Optimisation corresponding to the above types of problems falls into the category of Zeroth-Order (ZO) optimisation with respect to the black-box models, where explicit expressions of the gradients are hard to estimate or infeasible to obtain.

Researchers from IBM Research and MIT-IBM Watson AI Lab discussed the topic of Zeroth-Order optimisation at the on-going Computer Vision and Pattern Recognition (CVPR) 2020 conference.

In this article, we will take a dive into what Zeroth-Order optimisation is and how this method can be applied in complex deep learning applications.

Zeroth-Order (ZO) optimisation is a subset of gradient-free optimisation that emerges in various signal processing as well as machine learning applications. ZO optimisation methods are basically the gradient-free counterparts of first-order (FO) optimisation techniques. ZO approximates the full gradients or stochastic gradients through function value-based gradient estimates.

Derivative-Free methods for black-box optimisation has been studied by the optimisation community for many years now. However, conventional Derivative-Free optimisation methods have two main shortcomings that include difficulties to scale to large-size problems and lack of convergence rate analysis.

ZO optimisation has the following three main advantages over the Derivative-Free optimisation methods:

ZO optimisation has drawn increasing attention due to its success in solving emerging signal processing and deep learning as well as machine learning problems.
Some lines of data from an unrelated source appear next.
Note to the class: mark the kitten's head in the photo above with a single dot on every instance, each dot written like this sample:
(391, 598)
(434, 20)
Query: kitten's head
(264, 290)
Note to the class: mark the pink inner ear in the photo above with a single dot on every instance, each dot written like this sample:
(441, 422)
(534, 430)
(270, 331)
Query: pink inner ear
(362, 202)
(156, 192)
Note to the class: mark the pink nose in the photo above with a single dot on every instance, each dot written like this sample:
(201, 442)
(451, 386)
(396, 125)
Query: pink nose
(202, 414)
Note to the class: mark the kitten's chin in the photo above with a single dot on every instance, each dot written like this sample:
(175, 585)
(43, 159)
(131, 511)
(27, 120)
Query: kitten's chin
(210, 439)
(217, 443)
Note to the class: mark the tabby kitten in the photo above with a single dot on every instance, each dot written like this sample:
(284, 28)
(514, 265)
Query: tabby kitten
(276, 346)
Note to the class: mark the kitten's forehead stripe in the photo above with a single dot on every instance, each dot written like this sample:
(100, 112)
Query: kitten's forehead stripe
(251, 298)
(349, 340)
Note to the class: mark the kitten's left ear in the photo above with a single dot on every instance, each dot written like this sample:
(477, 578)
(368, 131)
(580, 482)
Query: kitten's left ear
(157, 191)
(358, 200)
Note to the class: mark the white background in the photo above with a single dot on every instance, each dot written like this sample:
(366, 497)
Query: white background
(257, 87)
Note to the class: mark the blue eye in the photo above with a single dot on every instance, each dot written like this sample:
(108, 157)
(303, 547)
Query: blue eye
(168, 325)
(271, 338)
This optimisation method serves as a powerful and practical tool for evaluating adversarial robustness of deep learning systems.

According to Pin-Yu Chen, a researcher at IBM Research, Zeroth-order (ZO) optimisation achieves gradient-free optimisation by approximating the full gradient via efficient gradient estimators.

Some recent important applications include generation of prediction-evasive, black-box adversarial attacks on deep neural networks, generation of model-agnostic explanation from machine learning systems, and design of gradient or curvature regularised robust ML systems in a computationally-efficient manner. In addition, the use cases span across automated ML and meta-learning, online network management with limited computation capacity, parameter inference of black-box/complex systems, and bandit optimisation in which a player receives partial feedback in terms of loss function values revealed by her adversary.

Talking about the application of ZO optimisation to the generation of prediction-evasive adversarial examples to fool DL models, the researchers stated that most studies on adversarial vulnerability of deep learning had been restricted to the white-box setting where the adversary has complete access and knowledge of the target system, such as deep neural networks.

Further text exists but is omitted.